Choosing a Sales Seminar
Many companies continue to invest in their sales force on the basis of giving everyone a slice of the sales training cake by allowing all of their sales force to attend a seminar. Whilst skill development can not happen in a seminar situation (they are simply too big and are, therefore, effectively a lecture rather than genuine training) they can form a useful tool in the motivation of sales people. However, if you simply send everyone to the seminar and do not examine the real success of your investment, you may well be wasting money.
The large number of seminars on offer, especially in the field of selling makes it particularly difficult to do a quality-based selection.
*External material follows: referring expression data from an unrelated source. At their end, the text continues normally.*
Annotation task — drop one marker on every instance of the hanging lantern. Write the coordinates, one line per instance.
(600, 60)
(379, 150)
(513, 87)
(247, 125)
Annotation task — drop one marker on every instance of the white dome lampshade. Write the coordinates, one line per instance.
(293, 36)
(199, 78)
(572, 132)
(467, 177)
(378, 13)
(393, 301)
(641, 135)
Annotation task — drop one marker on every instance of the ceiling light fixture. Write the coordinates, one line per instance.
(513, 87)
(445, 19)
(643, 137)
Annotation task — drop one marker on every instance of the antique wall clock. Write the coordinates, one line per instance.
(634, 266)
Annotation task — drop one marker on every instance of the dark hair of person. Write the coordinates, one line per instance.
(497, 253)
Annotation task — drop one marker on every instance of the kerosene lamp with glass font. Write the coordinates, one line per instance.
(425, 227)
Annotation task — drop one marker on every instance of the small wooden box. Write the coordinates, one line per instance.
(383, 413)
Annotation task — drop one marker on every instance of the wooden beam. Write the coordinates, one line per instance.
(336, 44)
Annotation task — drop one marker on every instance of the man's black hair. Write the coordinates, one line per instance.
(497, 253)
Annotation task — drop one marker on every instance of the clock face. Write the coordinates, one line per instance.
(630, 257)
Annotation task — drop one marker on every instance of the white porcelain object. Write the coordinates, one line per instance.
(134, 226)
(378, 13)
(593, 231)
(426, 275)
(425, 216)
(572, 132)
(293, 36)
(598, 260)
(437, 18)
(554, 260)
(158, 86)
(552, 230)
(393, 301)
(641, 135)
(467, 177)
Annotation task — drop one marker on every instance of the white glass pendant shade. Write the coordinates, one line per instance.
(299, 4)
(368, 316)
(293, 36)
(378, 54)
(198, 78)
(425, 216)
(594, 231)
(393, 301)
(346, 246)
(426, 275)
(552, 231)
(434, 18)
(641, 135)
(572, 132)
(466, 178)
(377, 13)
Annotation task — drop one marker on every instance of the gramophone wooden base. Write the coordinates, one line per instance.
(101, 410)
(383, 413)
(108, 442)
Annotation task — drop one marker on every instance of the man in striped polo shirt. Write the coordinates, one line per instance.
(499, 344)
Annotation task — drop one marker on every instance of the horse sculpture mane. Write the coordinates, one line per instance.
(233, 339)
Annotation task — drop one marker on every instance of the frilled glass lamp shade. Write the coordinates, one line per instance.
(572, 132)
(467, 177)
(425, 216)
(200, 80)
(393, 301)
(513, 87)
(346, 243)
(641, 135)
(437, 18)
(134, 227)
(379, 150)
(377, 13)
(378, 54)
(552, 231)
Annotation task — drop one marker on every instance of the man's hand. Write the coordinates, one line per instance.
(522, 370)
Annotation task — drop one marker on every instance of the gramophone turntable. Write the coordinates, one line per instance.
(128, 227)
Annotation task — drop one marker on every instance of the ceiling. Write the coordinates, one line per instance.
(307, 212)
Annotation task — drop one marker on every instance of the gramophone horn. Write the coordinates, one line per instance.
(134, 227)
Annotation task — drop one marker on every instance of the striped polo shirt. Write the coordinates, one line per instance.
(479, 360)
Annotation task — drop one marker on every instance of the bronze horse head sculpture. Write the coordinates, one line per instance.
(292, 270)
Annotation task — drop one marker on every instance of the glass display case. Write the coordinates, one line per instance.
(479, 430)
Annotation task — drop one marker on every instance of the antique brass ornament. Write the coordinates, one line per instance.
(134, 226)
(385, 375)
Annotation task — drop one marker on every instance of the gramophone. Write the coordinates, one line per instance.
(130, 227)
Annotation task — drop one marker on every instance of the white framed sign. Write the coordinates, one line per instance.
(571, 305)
As a sales manager responsible for the further training of your sales people, you know how this wealth of choice makes the selection of an appropriate seminar even more difficult. Monitoring the effectiveness of the seminar as a sales training tool should not, therefore, just be a slogan for you.
Before you send off for the seminar tickets, ask yourself the following questions:
Where do we stand? Where does the sales person to be trained stand?
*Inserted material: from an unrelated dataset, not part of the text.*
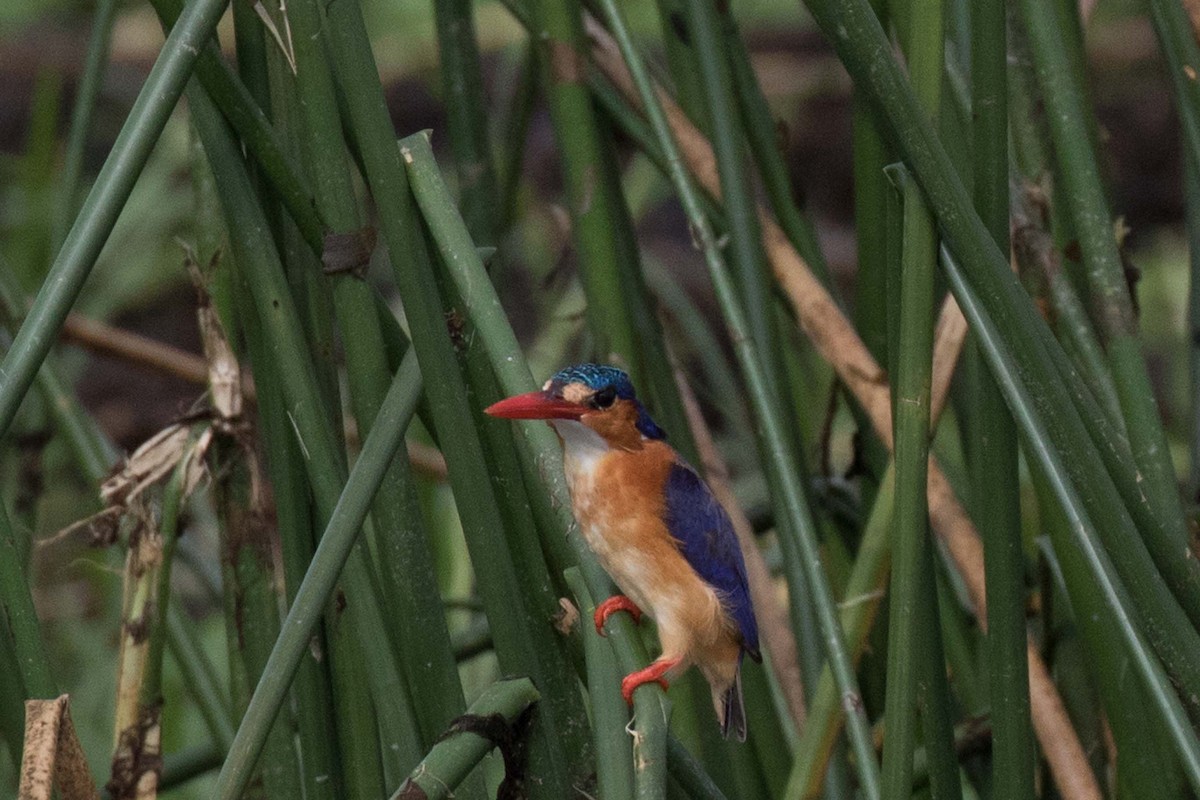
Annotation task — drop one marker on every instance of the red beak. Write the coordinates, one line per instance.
(535, 405)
Then formulate the training objective and the need from the point of view of the sales person you intend to send to the seminar.
The right choice of seminar is crucial. The real test of how effective a seminar was in training your sales people is in the degree of implementation afterwards of what was learnt during the seminar. You need to be able to judge the quality of the seminar and the presenters from your own experience. This is a key measure of the quality of the seminar as a sales training event.